Filmes e séries disponíveis sob demanda — plataformas de streaming eliminam a grade de TV. Netflix, Prime e Apple TV definem a distribuição dos anos 2020.
Com o VoD (Video-on-Demand), a lógica de produção na televisão mudou fundamentalmente. Você não grava mais para um horário fixo de exibição, mas sim para uma biblioteca de mídia disponível 24 horas por dia, 7 dias por semana. Isso significa: nenhuma consideração por horários nobres, nenhuma concorrência com o jornal das 20h15. Em vez disso, os produtores esperam que os espectadores assistam a uma série completa em três fins de semana — ou a consumam em episódios individuais ao longo de meses. Isso molda os ritmos de edição, as curvas de tensão, a estratégia de cliffhangers.

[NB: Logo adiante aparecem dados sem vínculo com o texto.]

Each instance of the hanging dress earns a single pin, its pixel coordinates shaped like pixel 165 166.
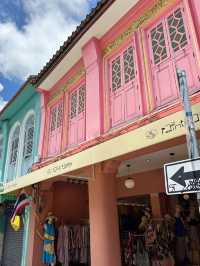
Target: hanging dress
pixel 49 238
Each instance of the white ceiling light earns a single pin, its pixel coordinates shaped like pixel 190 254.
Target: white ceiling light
pixel 129 183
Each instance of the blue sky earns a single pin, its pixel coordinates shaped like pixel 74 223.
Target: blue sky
pixel 30 33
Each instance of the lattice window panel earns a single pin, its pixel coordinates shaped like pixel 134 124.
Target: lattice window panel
pixel 81 100
pixel 53 118
pixel 129 68
pixel 74 102
pixel 28 138
pixel 14 146
pixel 59 114
pixel 177 31
pixel 116 74
pixel 1 147
pixel 158 43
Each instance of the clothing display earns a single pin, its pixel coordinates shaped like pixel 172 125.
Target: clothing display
pixel 73 245
pixel 171 240
pixel 49 256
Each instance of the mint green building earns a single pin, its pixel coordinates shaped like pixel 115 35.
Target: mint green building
pixel 19 139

Para a produção em si, muda menos do que se pensa. A câmera ainda roda da mesma forma, a iluminação segue os mesmos princípios. O que muda é o ritmo de produção. Netflix ou Prime geralmente encomendam temporadas inteiras de uma vez — 8 a 10 episódios — o que significa que você, como equipe, pode filmar continuamente, em vez de trabalhar em pacotes de horários de exibição individuais. Isso economiza tempo de montagem e desmontagem, tornando a logística mais eficaz. Ao mesmo tempo, o padrão técnico aumenta: plataformas de VoD transmitem em 4K, algumas em HDR. Isso exige monitoramento calibrado no set e correção de cor mais precisa na edição.

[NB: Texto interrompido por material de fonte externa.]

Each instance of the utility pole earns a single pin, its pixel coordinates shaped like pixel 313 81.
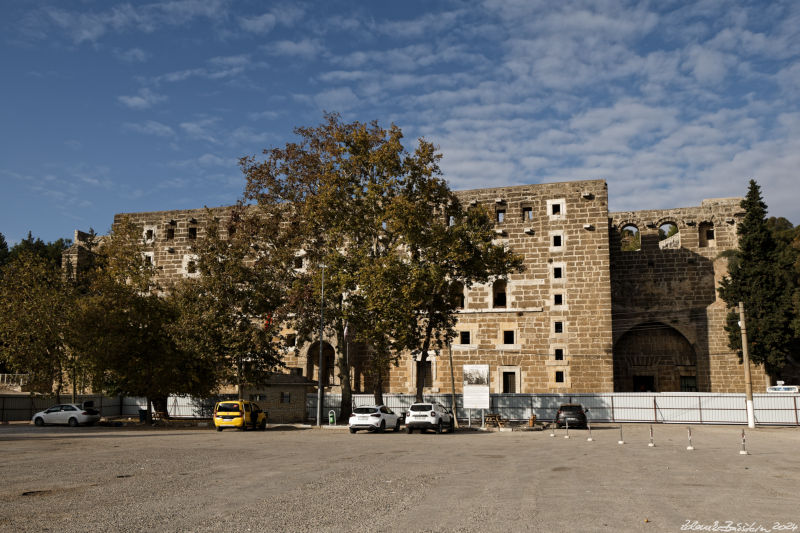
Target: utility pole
pixel 748 385
pixel 452 385
pixel 321 324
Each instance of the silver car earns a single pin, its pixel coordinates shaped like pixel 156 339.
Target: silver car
pixel 67 413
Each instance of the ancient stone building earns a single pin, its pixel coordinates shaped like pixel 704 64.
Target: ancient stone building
pixel 607 301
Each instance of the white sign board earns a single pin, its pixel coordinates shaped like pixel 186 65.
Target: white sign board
pixel 476 386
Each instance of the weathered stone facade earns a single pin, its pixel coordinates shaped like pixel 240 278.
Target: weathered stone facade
pixel 584 316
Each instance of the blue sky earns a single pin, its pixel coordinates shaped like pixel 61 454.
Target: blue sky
pixel 112 107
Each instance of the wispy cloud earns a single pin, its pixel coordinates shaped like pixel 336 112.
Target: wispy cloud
pixel 150 127
pixel 144 99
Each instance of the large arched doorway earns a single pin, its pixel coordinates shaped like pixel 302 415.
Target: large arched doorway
pixel 654 357
pixel 329 375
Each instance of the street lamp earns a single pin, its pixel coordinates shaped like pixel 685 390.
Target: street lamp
pixel 319 372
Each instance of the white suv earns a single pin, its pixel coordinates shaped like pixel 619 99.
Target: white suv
pixel 428 415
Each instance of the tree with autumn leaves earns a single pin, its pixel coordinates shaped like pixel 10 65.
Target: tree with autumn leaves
pixel 396 243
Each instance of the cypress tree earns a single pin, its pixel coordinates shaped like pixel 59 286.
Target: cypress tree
pixel 760 276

A maior mudança prática está no modelo de financiamento. Produções de VoD não são vendidas como a televisão clássica — com base no número de episódios e formato de exibição — mas sim como pacotes de conteúdo com orçamento fixo. Isso significa que seus custos de produção por episódio são negociados antes que a primeira claquete caia. Nenhuma flexibilidade em caso de estouro de orçamento. Em contrapartida, você muitas vezes tem menos interrupções comerciais para considerar na edição (algumas plataformas são livres de anúncios), o que alivia a estrutura narrativa — nenhuma pausa artificial necessária após 22 minutos.
No set, você sente a pressão do VoD principalmente porque as plataformas conhecem seus algoritmos muito bem: elas querem altas taxas de conclusão (Completion Rate), ou seja, que os espectadores não abandonem. Isso leva a diretrizes dramatúrgicas mais rigorosas de cima para baixo — menos narrativas experimentais, mas mais clareza de gênero e momentos de "gancho" mais rápidos. Uma série como um filme de Hollywood em vez de televisão clássica.